A euphemism is required because the consequences of internal devaluation are nasty. Falling wages mean falling domestic demand, and by extension high unemployment. They also mean rising relative levels of debt (your wages fall but the interest due on your mortgage does not) and an inevitable rise in bankruptcies and foreclosures. It is nasty stuff.

It also isn’t guaranteed to work. You can read more on this in the interview, but the upshot, says Connolly, is that even in theory “there may be no economic solution” to the underlying problems of European monetary union.

This isn’t the kind of thing that many economists say – they usually have an answer for everything. Just look at the many prescriptions for Britain and its hopelessly bad growth numbers (the economy has now contracted in 12 out of the last 18 months).

You will see that some economists think that all we need is more in the way of credit-fuelled infrastructure projects.
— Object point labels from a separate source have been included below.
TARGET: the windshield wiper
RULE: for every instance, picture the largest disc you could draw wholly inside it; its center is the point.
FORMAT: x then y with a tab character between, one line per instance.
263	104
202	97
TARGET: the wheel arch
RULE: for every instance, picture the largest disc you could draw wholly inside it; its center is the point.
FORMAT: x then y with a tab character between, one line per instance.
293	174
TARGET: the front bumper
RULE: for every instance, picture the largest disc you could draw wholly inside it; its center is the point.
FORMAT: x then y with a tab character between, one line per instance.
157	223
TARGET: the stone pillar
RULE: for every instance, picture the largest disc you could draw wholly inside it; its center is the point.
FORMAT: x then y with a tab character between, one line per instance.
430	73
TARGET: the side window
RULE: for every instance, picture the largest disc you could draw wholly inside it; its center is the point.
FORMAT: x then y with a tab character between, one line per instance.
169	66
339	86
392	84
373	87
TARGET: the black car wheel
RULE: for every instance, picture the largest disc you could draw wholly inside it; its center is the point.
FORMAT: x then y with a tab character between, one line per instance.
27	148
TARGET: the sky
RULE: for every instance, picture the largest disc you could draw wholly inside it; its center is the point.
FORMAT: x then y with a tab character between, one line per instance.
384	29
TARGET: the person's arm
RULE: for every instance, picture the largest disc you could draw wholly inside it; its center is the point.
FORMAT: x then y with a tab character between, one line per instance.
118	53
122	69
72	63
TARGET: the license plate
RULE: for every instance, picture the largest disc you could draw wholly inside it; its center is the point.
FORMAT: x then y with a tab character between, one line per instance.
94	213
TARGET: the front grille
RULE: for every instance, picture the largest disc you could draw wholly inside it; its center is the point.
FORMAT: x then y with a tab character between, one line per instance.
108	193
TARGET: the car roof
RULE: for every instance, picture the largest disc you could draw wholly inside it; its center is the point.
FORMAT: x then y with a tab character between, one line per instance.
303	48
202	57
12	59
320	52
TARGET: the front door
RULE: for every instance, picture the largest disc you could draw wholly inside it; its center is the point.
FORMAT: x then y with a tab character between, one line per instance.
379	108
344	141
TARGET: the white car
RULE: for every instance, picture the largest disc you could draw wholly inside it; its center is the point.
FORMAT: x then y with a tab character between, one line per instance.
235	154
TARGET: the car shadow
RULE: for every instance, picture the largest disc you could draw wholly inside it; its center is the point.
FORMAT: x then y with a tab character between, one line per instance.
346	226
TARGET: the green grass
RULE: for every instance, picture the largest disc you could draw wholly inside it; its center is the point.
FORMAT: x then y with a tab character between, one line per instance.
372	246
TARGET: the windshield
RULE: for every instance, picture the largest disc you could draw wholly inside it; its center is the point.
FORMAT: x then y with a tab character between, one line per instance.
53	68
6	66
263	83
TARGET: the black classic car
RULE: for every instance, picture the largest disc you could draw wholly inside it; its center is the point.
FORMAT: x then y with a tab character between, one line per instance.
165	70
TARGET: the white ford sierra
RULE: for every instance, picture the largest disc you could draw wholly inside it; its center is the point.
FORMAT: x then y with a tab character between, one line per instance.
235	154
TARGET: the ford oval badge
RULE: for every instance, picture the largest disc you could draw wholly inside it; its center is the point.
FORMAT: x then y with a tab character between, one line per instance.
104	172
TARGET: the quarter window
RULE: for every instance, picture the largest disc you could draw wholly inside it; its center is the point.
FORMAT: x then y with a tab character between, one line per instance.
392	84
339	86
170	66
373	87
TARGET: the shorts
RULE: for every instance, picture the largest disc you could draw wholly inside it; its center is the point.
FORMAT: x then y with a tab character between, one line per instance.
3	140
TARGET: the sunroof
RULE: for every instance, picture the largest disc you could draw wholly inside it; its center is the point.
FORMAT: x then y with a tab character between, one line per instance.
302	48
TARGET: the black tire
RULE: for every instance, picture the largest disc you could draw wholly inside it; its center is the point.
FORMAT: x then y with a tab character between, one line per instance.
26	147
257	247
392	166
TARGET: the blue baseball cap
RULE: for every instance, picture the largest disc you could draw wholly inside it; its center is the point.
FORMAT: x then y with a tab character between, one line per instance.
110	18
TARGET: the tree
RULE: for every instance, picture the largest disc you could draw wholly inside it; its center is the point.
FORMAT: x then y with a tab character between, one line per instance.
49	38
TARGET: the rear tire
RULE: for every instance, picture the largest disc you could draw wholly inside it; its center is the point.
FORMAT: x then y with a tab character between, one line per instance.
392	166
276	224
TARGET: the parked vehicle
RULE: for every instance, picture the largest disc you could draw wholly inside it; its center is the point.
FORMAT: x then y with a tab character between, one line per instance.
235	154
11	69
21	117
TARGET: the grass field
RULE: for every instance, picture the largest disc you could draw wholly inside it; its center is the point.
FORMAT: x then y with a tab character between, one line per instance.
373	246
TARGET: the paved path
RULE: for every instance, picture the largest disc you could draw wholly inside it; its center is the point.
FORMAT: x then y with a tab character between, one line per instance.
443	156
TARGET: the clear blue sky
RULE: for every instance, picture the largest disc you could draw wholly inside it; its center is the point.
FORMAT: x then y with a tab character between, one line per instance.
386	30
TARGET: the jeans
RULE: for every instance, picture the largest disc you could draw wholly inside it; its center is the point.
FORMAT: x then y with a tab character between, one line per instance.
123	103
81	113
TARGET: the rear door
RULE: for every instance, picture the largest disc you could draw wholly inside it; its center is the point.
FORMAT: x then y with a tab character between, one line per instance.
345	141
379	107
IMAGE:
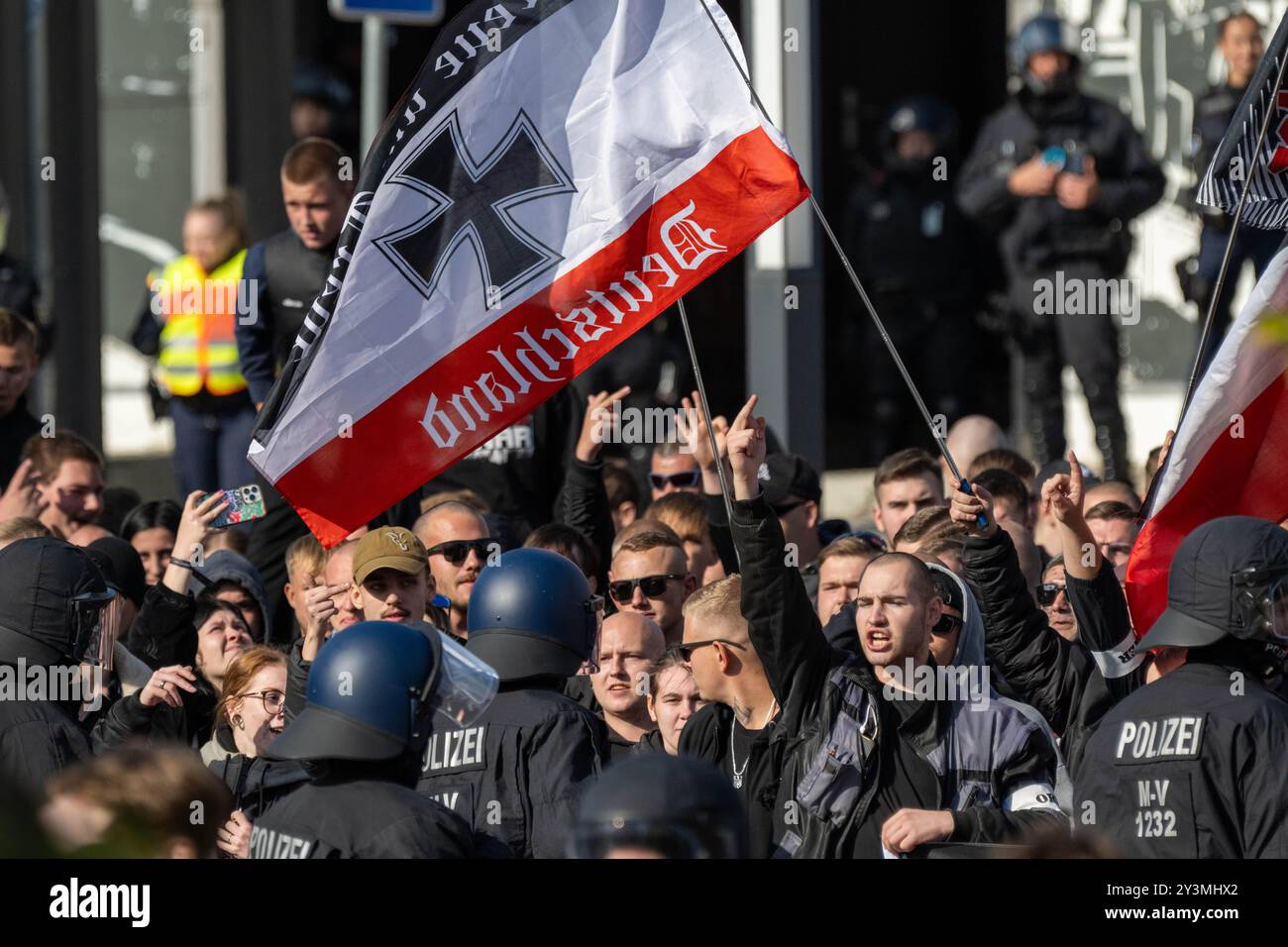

Some think the answer is to get rid of the Bank of England’s inconvenient inflation target – our incoming Bank of England governor Mark Carney apparently thinks monetary policy is far from “maxed out”.

Some think we need to force our banks to shut down zombie companies and open the credit floodgates to better prospects. Some think it is just a matter of spending more money we don’t have on everything and anything. Others want to slash taxes and hope for the best.

But here is a thought for you. What if none of these things will really make much of a difference in the short or even the medium term? The key point here is that what a lot of people thought was real growth in the years leading up to 2008 was nothing of the sort. Instead, it was, as Anthony Hilton puts it in The Independent, an illusion – “froth paid for with debt”.

It is therefore entirely ludicrous to measure today’s growth against growth in, say, 2007 and 2008. And ludicrous to claim that the current government’s policies are a failure because they haven’t been able to return us to a level of growth that never really existed in the first place. It may be that there is no economic solution to the perceived problem of our lack of growth. Wouldn’t it be nice if our economists stopped pretending that there is?